This is the mail archive of the
gcc-patches@gcc.gnu.org
mailing list for the GCC project.
Re: PATCH: Add SSE4.1 support
On Wed, Apr 18, 2007 at 10:56:39PM -0700, H. J. Lu wrote:
> None of those Yx constraints are documented. I will add them in
> a separate patch.
I'd just as soon *not* expose these Y constrants to users.
Except for *maybe* the new xmm0/xmm[^0], none of them make
any sense for user assembly.
> +(define_insn "sse4_1_blendpd"
> + [(set (match_operand:V2DF 0 "register_operand" "=x")
> + (unspec:V2DF [(match_operand:V2DF 1 "register_operand" "0")
> + (match_operand:V2DF 2 "nonimmediate_operand" "xm")
> + (match_operand:SI 3 "const_0_to_255_operand" "n")]
> + UNSPEC_BLEND))]
I don't see why we need UNSPEC_BLEND. This is exactly the
vec_select operation.
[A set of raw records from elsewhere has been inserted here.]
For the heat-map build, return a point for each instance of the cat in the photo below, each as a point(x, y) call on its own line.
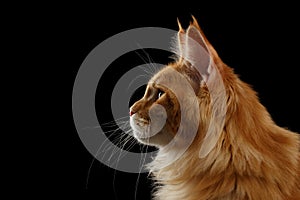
point(251, 158)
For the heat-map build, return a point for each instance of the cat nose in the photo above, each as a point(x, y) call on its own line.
point(131, 112)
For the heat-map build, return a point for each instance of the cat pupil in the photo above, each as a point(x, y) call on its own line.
point(160, 93)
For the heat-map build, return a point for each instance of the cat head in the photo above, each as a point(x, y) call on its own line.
point(177, 102)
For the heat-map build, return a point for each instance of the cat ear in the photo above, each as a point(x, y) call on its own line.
point(196, 51)
point(181, 40)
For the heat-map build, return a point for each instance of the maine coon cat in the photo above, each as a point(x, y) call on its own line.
point(251, 157)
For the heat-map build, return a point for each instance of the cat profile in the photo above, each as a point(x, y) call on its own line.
point(251, 157)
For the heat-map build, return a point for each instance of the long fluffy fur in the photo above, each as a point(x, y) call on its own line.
point(253, 159)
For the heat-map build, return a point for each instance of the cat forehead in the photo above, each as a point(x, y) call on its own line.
point(169, 78)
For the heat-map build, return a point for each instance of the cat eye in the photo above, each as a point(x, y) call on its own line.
point(159, 94)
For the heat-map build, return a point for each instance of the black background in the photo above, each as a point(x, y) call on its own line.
point(259, 41)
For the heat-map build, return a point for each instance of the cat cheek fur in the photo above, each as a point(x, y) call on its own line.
point(253, 159)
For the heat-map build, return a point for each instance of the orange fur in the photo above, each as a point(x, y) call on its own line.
point(253, 158)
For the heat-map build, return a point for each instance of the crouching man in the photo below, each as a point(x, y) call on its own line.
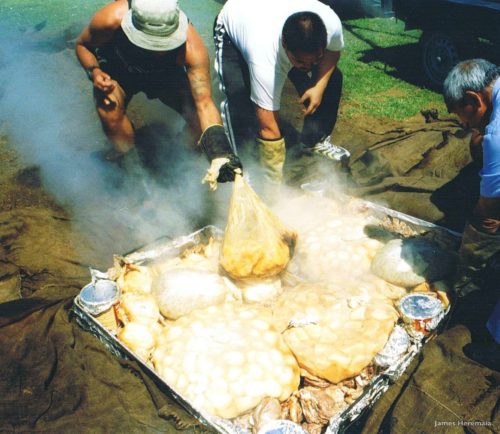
point(258, 44)
point(472, 91)
point(152, 47)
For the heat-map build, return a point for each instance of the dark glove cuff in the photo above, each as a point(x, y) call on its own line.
point(215, 143)
point(227, 171)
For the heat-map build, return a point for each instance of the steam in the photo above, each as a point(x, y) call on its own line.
point(47, 112)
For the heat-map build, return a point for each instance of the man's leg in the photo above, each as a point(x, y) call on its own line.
point(318, 126)
point(237, 110)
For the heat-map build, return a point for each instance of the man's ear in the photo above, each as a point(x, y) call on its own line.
point(476, 99)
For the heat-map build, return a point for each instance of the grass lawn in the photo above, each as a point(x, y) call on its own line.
point(381, 67)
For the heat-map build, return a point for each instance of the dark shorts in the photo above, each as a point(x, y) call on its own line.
point(171, 84)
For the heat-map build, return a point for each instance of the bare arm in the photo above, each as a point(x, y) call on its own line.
point(198, 71)
point(326, 66)
point(99, 31)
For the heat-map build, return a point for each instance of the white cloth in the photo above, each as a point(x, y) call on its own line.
point(255, 29)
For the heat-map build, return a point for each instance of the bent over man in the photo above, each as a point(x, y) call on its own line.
point(152, 47)
point(472, 91)
point(259, 44)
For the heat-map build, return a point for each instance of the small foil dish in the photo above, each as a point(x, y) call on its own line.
point(100, 298)
point(397, 345)
point(281, 426)
point(421, 313)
You should model it as such, so that
the correct blend instruction is used instead of other
instances of vec_select patterns.
> +(define_insn "sse4_1_blendvpd"
> + [(set (match_operand:V2DF 0 "register_operand" "=Yn")
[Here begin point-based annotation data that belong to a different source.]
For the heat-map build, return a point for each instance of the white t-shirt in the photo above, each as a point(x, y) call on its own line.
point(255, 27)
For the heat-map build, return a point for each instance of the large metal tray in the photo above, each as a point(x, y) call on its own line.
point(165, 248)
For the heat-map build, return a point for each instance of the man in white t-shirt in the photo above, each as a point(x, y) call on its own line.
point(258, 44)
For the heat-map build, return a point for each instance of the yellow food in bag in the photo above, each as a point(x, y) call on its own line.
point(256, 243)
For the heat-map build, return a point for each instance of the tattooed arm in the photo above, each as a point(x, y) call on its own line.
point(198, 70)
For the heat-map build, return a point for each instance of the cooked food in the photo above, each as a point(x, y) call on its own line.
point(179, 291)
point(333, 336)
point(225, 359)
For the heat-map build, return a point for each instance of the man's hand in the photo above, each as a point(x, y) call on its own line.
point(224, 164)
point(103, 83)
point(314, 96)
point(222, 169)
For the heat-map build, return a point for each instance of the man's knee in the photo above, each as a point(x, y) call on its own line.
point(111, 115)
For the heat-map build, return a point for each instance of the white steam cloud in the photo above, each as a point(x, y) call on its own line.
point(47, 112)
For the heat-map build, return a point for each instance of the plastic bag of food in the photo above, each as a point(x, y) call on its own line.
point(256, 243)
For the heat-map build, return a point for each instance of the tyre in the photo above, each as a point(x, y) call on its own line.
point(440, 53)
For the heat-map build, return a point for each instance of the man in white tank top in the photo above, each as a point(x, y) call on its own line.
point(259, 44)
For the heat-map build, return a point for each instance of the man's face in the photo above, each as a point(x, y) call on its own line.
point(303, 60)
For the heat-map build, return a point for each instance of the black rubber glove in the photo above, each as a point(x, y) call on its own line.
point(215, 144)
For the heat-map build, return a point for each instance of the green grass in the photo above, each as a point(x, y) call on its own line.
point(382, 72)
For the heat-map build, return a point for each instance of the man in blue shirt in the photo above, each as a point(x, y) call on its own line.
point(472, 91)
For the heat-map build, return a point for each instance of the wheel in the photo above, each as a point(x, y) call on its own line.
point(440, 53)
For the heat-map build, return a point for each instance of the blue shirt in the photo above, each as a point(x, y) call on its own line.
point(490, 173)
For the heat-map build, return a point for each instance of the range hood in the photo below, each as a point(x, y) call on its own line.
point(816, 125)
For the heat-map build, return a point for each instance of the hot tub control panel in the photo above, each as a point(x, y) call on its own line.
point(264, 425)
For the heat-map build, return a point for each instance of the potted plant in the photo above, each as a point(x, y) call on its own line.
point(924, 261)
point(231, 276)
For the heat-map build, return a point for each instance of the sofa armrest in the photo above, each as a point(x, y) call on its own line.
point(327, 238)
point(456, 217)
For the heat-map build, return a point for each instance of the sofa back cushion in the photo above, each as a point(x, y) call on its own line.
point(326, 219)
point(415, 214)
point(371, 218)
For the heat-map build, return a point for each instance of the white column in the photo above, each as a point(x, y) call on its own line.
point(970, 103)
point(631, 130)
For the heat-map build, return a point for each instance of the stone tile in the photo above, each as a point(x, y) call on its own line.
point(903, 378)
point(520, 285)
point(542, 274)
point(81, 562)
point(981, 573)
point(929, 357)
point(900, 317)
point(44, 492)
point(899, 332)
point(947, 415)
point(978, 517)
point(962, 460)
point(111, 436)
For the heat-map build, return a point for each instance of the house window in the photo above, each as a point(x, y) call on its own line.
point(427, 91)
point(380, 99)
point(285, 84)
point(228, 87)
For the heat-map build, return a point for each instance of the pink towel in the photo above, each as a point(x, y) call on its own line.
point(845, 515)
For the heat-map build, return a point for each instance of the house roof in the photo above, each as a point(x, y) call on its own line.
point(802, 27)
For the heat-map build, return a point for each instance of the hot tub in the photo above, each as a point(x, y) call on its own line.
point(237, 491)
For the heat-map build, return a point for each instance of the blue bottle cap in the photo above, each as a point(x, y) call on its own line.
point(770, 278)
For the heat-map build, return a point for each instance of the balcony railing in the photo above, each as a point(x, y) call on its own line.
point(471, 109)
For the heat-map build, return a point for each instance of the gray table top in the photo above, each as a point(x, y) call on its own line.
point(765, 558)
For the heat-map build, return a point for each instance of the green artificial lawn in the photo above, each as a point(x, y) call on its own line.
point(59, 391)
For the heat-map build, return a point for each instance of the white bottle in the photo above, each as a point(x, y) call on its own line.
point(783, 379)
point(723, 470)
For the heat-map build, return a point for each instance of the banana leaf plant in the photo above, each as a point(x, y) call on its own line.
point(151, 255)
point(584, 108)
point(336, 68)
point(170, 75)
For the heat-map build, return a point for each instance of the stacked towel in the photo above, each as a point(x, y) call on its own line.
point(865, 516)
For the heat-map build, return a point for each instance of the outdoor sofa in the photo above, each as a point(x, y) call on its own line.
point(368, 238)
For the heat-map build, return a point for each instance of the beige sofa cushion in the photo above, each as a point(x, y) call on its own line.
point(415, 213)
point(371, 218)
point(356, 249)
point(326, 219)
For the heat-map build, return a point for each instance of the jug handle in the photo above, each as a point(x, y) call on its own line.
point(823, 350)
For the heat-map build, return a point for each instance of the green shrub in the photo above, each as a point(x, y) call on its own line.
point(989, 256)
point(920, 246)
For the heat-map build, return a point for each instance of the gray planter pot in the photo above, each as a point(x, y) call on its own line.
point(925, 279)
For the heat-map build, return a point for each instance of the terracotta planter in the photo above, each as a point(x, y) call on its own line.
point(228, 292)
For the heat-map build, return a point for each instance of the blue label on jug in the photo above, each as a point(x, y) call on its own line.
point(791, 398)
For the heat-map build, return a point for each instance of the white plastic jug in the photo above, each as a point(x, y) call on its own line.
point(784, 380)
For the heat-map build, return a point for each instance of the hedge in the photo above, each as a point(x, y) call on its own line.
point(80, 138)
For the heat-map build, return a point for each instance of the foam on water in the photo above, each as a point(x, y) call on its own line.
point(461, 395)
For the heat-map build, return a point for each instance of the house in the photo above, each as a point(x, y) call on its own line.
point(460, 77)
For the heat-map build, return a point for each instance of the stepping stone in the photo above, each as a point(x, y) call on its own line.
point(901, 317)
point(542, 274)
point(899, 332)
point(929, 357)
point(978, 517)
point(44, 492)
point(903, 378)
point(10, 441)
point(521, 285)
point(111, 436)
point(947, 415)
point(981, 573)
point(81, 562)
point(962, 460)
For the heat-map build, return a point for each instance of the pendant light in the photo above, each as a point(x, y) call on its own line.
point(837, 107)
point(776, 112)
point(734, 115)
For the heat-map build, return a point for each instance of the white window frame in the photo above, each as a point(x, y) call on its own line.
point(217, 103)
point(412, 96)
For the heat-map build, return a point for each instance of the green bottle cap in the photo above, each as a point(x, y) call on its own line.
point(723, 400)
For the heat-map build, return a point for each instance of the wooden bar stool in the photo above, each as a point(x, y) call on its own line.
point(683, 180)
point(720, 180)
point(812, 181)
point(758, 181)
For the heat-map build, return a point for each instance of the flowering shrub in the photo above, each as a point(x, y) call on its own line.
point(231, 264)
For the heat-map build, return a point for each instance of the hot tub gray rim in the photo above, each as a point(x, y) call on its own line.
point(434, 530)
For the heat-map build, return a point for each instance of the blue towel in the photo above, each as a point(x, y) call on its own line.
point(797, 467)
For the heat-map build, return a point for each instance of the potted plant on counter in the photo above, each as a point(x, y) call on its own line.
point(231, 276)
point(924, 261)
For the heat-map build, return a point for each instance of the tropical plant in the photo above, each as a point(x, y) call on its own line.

> + (unspec:V2DF [(match_operand:V2DF 1 "register_operand" "0")
> + (match_operand:V2DF 2 "nonimmediate_operand" "Ynm")
> + (match_operand:V2DF 3 "register_operand" "Y0")]
> + UNSPEC_BLENDV))]
This is probably ok, since the "correct" model would be
(vec_select:V2DF
(match_operand:V2DF 1 "register_operand" "0")
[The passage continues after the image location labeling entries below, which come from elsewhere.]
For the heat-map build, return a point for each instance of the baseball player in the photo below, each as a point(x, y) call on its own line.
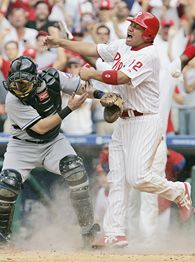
point(33, 105)
point(138, 133)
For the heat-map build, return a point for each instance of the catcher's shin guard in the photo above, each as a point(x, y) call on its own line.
point(72, 168)
point(10, 186)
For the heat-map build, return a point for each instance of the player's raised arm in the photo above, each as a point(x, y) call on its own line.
point(86, 49)
point(46, 124)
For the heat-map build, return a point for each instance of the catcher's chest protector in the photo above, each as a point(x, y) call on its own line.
point(47, 101)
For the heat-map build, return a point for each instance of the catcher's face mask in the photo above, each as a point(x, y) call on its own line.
point(21, 88)
point(22, 80)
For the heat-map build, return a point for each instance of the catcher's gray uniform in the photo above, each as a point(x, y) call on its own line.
point(23, 155)
point(28, 149)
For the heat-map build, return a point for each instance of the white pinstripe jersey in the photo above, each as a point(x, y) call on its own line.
point(142, 67)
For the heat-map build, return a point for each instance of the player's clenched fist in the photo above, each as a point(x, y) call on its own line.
point(75, 102)
point(86, 73)
point(50, 41)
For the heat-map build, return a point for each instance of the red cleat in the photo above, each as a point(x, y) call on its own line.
point(110, 241)
point(185, 204)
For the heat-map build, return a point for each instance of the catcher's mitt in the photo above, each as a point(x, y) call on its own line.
point(113, 104)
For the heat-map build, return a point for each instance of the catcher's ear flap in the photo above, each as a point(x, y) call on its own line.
point(111, 113)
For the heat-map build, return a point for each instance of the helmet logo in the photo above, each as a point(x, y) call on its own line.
point(139, 14)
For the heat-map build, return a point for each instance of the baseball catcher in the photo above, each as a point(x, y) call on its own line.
point(33, 105)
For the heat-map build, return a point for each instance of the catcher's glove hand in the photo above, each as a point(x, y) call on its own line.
point(113, 104)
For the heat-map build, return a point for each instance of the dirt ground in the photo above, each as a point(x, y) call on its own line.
point(11, 255)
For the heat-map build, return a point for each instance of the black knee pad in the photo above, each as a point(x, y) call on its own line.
point(10, 186)
point(73, 170)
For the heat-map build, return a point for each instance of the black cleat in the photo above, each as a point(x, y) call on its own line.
point(3, 239)
point(89, 237)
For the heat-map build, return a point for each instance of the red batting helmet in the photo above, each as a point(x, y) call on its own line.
point(147, 21)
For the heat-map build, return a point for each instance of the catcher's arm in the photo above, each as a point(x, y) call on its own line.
point(111, 77)
point(86, 86)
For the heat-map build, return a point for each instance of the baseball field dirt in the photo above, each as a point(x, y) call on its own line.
point(9, 255)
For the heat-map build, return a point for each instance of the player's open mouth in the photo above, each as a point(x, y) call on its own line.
point(129, 36)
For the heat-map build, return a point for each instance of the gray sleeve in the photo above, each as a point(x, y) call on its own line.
point(19, 114)
point(69, 83)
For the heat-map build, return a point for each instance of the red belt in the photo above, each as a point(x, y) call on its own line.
point(130, 113)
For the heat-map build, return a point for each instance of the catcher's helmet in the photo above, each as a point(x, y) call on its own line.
point(147, 21)
point(22, 79)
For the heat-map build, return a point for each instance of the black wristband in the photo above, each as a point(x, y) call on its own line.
point(98, 94)
point(64, 112)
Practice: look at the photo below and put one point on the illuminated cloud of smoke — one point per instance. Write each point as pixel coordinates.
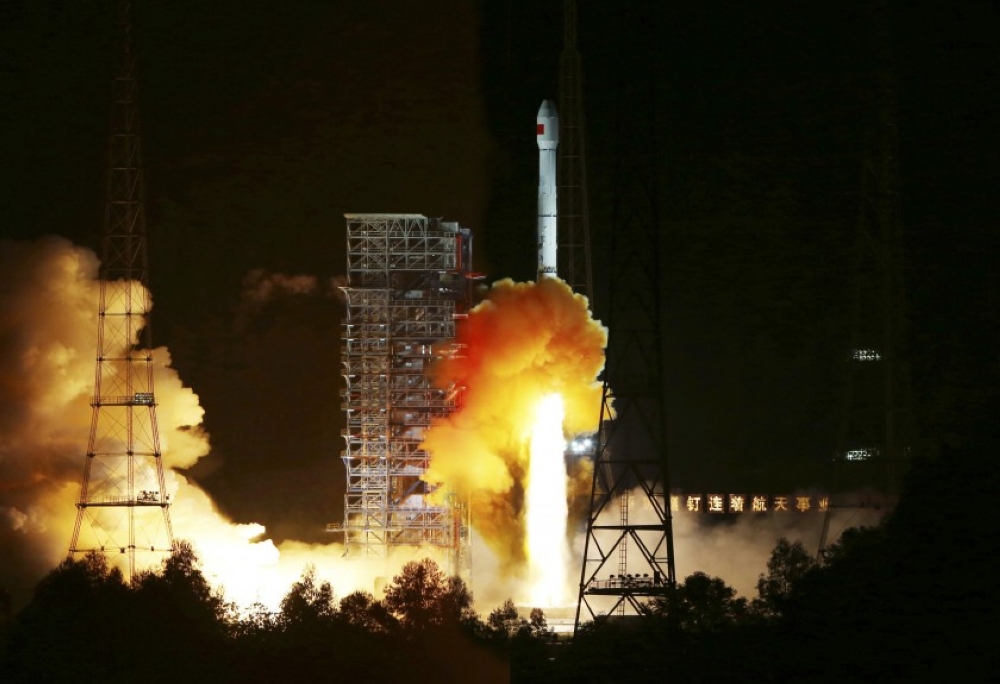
(525, 341)
(48, 326)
(match_operand:V2DF 2 "nonimmediate_operand "Yn")
(unspec [(match_operand:V2DF 3 "register_operand" "Y0")]
UNSPEC_BLENDV))
You should be able to notice a constant value in the expansion of
__builtin_ia32_blendvp[ds] and emit the same thing as blendp[ds].
> +(define_insn "sse4_1_extractps"
> + [(set (match_operand:SI 0 "register_operand" "=rm")
> + (unspec:SI
> + [(vec_select:SF
> + (match_operand:V4SF 1 "register_operand" "x")
> + (parallel [(match_operand:SI 2 "const_0_to_3_operand" "n")]))]
> + UNSPEC_EXTRACTPS))]
> + "TARGET_SSE4_1"
> + "extractps\t{%2, %1, %0|%0, %1, %2}"
> + [(set_attr "type" "sselog")
> + (set_attr "mode" "V4SF")])
Why SImode? You can certainly consider the value stored to
still be in SFmode... Why the unspec at all?
> +(define_insn "sse4_1_extendv4qiv4si2"
> + [(set (match_operand:V4SI 0 "register_operand" "=x")
> + (sign_extend:V4SI
> + (vec_select:V4QI
> + (match_operand:V16QI 1 "nonimmediate_operand" "xm")
> + (parallel [(const_int 0)
> + (const_int 1)
> + (const_int 2)
> + (const_int 3)]))))]
Doesn't the vectorizer already request a specific name for
some of these extension operations?
r~